Gastrulation is still more modified and curtailed cenogenetically in the placentals than in the marsupials. It was first accurately known to us by the distinguished investigations of Edward Van Beneden in 1875, the first object of study being the ovum of the rabbit. But as man also belongs to this sub-class, and as his as yet unstudied gastrulation cannot be materially different from that of the other placentals, it merits the closest attention. We have, in the first place, the peculiar feature that the two first segmentation-cells that proceed from the cleavage of the fertilised ovum (Fig. 68) are of different sizes and natures; the difference is sometimes greater, sometimes less (Fig. 69). One of these first daughter-cells of the ovum is a little larger, clearer, and more transparent than the other. Further, the smaller cell takes a colour in carmine, osmium, etc., more strongly than the larger. By repeated cleavage of it a morula is formed, and from this a blastula, which changes in a very characteristic way into the greatly modified gastrula. When the number of the segmentation-cells in the mammal embryo has reached ninety-six (in the rabbit, about seventy hours after impregnation) the fœtus assumes a form very like the archigastrula (Fig. 72). The spherical embryo consists of a central mass of thirty-two soft, round cells with dark nuclei, which are flattened into polygonal shape by mutual pressure, and colour dark-brown with osmic acid (Fig. 72 i). This dark central group of cells is surrounded by a lighter spherical membrane, consisting of sixty-four cube-shaped, small, and fine-grained cells which lie close together in a single stratum, and only colour slightly in osmic acid (Fig. 72 e). The authors who regard this embryonic form as the primary gastrula of the placental conceive the outer layer as the ectoderm and the inner as the entoderm. The entodermic membrane is only interrupted at one spot, one, two, or three of the ectodermic cells being loose there. These form the yelk-stopper, and fill up the mouth of the gastrula (a). The central primitive gut-cavity (d) is full of entodermic cells. The uni-axial type of the mammal gastrula is accentuated in this way. However, opinions still differ considerably as to the real nature of this “provisional gastrula” of the placental and its relation to the blastula into which it is converted.

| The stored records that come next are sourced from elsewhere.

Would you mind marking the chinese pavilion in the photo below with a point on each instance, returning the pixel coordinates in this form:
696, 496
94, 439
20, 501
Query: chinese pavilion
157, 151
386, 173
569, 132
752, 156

As the gastrulation proceeds a large spherical blastula is formed from this peculiar solid amphigastrula of the placental, as we saw in the case of the marsupial. The accumulation of fluid in the solid gastrula (Fig. 73 A) leads to the formation of an eccentric cavity, the group of the darker entodermic cells (hy) remaining directly attached at one spot with the round enveloping stratum of the lighter ectodermic cells (ep). This spot corresponds to the original primitive mouth (prostoma or blastoporus). From this important spot the inner germinal layer spreads all round on the inner surface of the outer layer, the cell-stratum of which forms the wall of the hollow sphere; the extension proceeds from the vegetal towards the animal pole.

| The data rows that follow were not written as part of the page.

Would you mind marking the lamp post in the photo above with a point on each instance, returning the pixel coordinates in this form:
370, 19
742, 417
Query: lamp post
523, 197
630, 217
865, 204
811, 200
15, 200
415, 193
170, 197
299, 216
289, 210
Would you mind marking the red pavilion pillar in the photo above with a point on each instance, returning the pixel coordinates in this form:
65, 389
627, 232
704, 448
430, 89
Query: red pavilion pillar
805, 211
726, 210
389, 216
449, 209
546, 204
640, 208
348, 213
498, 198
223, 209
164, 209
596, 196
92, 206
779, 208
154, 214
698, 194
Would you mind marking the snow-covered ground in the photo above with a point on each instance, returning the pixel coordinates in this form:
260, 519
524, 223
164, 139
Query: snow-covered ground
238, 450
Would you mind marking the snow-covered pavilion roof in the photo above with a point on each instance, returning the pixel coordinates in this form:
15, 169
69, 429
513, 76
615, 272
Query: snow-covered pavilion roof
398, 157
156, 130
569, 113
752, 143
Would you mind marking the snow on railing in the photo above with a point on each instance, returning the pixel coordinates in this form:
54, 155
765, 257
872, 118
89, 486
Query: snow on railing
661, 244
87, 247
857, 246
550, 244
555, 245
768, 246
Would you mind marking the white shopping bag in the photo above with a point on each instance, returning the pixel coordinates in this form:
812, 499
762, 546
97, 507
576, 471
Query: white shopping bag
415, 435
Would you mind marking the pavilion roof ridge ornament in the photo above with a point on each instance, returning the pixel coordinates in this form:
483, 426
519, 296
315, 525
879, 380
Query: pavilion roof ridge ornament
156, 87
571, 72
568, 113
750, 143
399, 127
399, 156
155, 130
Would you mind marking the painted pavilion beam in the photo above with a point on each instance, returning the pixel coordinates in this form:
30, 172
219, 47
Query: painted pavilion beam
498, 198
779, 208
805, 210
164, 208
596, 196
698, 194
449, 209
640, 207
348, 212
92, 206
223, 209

Fig. 67—Longitudinal section through the oval gastrula of the opossum (Fig. 69). (From Selenka.) p primitive mouth, e ectoderm, i entoderm, d yelk remains in the primitive gut-cavity (u).

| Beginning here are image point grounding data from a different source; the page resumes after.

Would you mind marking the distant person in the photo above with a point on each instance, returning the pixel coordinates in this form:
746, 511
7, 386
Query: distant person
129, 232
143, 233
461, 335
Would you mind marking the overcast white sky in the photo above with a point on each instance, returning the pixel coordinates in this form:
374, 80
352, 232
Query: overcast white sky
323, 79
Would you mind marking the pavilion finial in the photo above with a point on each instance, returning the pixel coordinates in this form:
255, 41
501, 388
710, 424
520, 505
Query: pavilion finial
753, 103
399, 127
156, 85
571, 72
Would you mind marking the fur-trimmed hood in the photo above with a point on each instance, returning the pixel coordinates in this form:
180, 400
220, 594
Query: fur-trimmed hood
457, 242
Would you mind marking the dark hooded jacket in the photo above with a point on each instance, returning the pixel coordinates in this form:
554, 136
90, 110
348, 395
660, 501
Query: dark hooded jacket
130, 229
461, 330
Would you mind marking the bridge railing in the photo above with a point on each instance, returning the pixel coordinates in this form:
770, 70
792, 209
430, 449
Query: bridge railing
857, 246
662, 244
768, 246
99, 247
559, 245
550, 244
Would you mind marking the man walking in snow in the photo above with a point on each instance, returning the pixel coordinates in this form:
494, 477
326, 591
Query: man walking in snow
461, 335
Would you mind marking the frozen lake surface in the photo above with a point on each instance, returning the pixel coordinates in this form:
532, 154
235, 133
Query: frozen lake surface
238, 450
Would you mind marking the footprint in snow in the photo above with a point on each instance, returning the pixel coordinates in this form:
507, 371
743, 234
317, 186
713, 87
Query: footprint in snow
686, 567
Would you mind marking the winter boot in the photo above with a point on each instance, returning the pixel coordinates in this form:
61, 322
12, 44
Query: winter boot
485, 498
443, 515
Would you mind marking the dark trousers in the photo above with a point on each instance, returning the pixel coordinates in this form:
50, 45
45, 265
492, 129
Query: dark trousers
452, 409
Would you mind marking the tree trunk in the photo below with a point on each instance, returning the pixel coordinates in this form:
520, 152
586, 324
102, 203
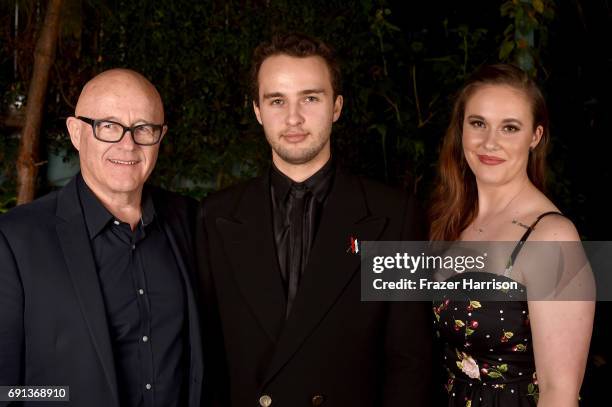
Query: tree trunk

The cenogenetic gastrulation of the placental has been greatly modified by secondary adaptation in the various groups of this most advanced and youngest sub-class of the mammals. Thus, for instance, we find in many of the rodents (guinea-pigs, mice, etc.) apparently a temporary inversion of the two germinal layers. This is due to a folding of the blastodermic wall by what is called the “girder,” a plug-shaped growth of Rauber’s “roof-layer.” It is a thin layer of flat epithelial cells, that is freed from the surface of the blastoderm in some of the rodents; it has no more significance in connection with the general course of placental gastrulation than the conspicuous departure from the usual globular shape in the blastula of some of the ungulates. In some pigs and ruminants it grows into a thread-like, long and thin tube.